Dark Matter Witnessed After Galactic Collision
A unique event in the heavens leads scientists to believe they have finally witnessed a physical manifestation of dark matter.
University of Arizona scientist and astronomer Douglas Clowe is as excited as a kid who’s just found where his parents hide the presents at Christmas. Years of planning and research have paid off, he believes, in the imaging of a collision between two galaxies that occurred over 100 million years in the past. The image shows something—or rather, a nothing—that scientists have debated for 70 years.
Science News Online is reporting that Clowe was able to capture imagery of dark matter, a substance that scientists say holds 90 percent of the universe together. The converse theory is that the universe is held together by a mutated version of the theory of gravity. The problem with the dark matter proposal is that it’s generally invisible, thus preventing scientists from proving its existence and validating their theory.
However, Clowe was able to use multiple telescopes and observatories to capture a violent merging of two galaxies that he says resulted in the appearance of dark matter that was unfettered by the explosive reaction.
"Dark matter particles don't experience the same type of drag that slows down gas clouds," Clowe told Science News.
Gravity works like duct tape for the universe, he says, keeping regular matter and dark matter merged into an existence so close that like Paris Hilton and her miniature dog, science can’t tell where one begins and the other ends. In a galactic collision like the one Clowe witnessed, gases expand and encounter resistance, effectively slowing the movement of both galaxies. Dark matter, however, is unimpeded by the release of force and passes right through.
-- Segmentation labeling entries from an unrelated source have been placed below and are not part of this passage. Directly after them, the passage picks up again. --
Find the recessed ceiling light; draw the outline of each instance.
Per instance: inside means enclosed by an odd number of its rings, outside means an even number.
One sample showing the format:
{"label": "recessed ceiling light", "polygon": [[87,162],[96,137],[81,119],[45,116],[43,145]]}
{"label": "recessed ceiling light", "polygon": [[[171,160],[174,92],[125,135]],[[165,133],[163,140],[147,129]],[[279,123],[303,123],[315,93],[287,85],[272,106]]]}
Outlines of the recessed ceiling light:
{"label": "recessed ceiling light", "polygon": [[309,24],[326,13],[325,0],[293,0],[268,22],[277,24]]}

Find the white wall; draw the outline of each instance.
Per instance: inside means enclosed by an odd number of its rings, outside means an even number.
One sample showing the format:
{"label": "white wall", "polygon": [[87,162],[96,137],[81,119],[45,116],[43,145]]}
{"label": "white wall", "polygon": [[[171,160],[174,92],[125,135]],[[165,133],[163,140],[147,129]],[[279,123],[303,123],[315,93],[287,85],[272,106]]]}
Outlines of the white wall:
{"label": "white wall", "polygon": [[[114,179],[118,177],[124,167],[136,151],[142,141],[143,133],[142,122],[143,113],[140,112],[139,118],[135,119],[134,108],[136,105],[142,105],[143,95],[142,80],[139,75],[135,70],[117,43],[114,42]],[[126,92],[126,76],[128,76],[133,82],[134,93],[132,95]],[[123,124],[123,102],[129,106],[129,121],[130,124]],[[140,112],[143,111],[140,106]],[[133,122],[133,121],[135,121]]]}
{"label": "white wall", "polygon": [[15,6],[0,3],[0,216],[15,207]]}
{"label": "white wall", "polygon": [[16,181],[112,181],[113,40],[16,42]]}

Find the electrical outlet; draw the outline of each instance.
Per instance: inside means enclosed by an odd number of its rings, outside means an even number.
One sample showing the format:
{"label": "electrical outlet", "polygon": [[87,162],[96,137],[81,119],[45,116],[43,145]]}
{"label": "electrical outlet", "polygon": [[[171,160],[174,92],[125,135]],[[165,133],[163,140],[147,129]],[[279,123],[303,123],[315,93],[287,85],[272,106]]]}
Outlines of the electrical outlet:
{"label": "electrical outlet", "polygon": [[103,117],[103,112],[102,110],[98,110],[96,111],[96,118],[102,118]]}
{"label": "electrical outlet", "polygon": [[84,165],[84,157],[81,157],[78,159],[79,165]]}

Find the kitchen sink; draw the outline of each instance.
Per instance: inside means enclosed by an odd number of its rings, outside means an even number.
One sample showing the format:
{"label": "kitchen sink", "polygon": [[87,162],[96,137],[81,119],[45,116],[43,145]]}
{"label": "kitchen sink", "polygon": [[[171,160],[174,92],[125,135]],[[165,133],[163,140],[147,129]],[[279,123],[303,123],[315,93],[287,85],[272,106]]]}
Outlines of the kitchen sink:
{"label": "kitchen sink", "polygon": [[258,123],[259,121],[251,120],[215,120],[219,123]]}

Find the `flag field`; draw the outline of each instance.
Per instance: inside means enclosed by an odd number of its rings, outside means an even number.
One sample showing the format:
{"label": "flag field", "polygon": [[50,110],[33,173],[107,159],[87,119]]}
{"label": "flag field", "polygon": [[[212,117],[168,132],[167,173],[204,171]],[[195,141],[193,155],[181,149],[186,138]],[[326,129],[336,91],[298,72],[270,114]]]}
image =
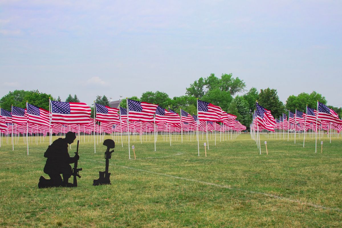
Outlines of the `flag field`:
{"label": "flag field", "polygon": [[206,158],[205,135],[199,157],[196,137],[190,142],[183,135],[183,143],[180,135],[173,137],[170,146],[159,135],[156,152],[153,135],[143,137],[142,144],[139,135],[130,140],[136,160],[128,159],[128,142],[122,147],[114,137],[111,185],[92,186],[104,171],[106,148],[99,140],[94,153],[93,138],[86,136],[79,145],[78,187],[39,189],[40,176],[49,178],[43,171],[48,138],[37,145],[30,138],[28,156],[22,137],[12,151],[4,136],[0,227],[342,227],[341,138],[329,143],[325,135],[323,153],[315,153],[314,138],[306,138],[303,148],[302,137],[295,144],[294,138],[262,135],[260,155],[249,134],[221,142],[219,134],[216,146],[213,137],[209,140]]}

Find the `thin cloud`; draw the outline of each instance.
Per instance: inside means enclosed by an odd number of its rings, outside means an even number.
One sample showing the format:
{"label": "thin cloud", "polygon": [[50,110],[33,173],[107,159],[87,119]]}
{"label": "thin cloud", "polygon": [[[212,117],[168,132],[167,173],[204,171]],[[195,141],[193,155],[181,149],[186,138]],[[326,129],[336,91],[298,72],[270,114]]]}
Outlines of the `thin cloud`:
{"label": "thin cloud", "polygon": [[97,76],[93,77],[88,79],[87,81],[87,83],[88,85],[101,85],[103,86],[108,86],[108,84],[106,82],[101,79],[100,77]]}
{"label": "thin cloud", "polygon": [[19,86],[19,84],[17,82],[4,82],[3,84],[4,85],[6,86],[10,86],[11,87],[15,87],[17,86]]}

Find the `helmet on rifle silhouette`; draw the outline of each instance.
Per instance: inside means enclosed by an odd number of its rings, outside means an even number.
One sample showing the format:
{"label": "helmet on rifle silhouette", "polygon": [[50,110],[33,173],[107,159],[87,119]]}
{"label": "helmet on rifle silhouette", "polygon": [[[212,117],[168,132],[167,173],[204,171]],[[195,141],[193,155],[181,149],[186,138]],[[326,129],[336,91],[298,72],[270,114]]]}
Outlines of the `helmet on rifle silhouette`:
{"label": "helmet on rifle silhouette", "polygon": [[106,139],[103,142],[103,145],[109,149],[115,147],[115,143],[111,139]]}

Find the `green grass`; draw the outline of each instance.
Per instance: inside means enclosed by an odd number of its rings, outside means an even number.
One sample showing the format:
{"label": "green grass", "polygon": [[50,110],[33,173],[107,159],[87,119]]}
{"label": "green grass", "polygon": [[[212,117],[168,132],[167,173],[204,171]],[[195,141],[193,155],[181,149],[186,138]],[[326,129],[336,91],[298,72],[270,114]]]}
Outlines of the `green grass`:
{"label": "green grass", "polygon": [[99,142],[94,153],[86,137],[78,187],[44,189],[37,184],[41,175],[48,177],[43,172],[48,139],[30,143],[28,156],[22,137],[13,151],[4,137],[0,227],[340,227],[342,139],[330,144],[324,137],[321,154],[311,138],[303,148],[302,138],[294,144],[262,135],[261,155],[249,135],[218,137],[216,146],[209,141],[206,158],[204,140],[199,157],[197,141],[185,137],[183,144],[180,136],[173,138],[170,147],[159,136],[156,152],[148,137],[142,144],[137,138],[131,143],[137,159],[128,159],[127,142],[123,147],[117,142],[109,162],[112,184],[95,187],[105,148]]}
By his estimation, if dark matter didn’t exist, most of the mass from the collision would have accumulated in one spot, but the intrepid scientists witnessed "clumps" of matter scattered throughout the area.
"This proves in a simple and direct way that dark matter exists," says coauthor Maxim Markevitch of the Harvard-Smithsonian Center for Astrophysics in Cambridge, Mass. "It puts to rest the remaining doubt that cosmologists have had until now."
There are alternative theories, however, that seek to explain what Clowe saw. The models for evaluating the cosmic events are relatively obscure. Michael Turner of the University of Chicago says that Clowe’s discovery is "mind boggling,’ and that it could lead to a host of discoveries about intergalactic collisions such as this.
"It’s kind of like a cosmic centrifuge," he told the Science News.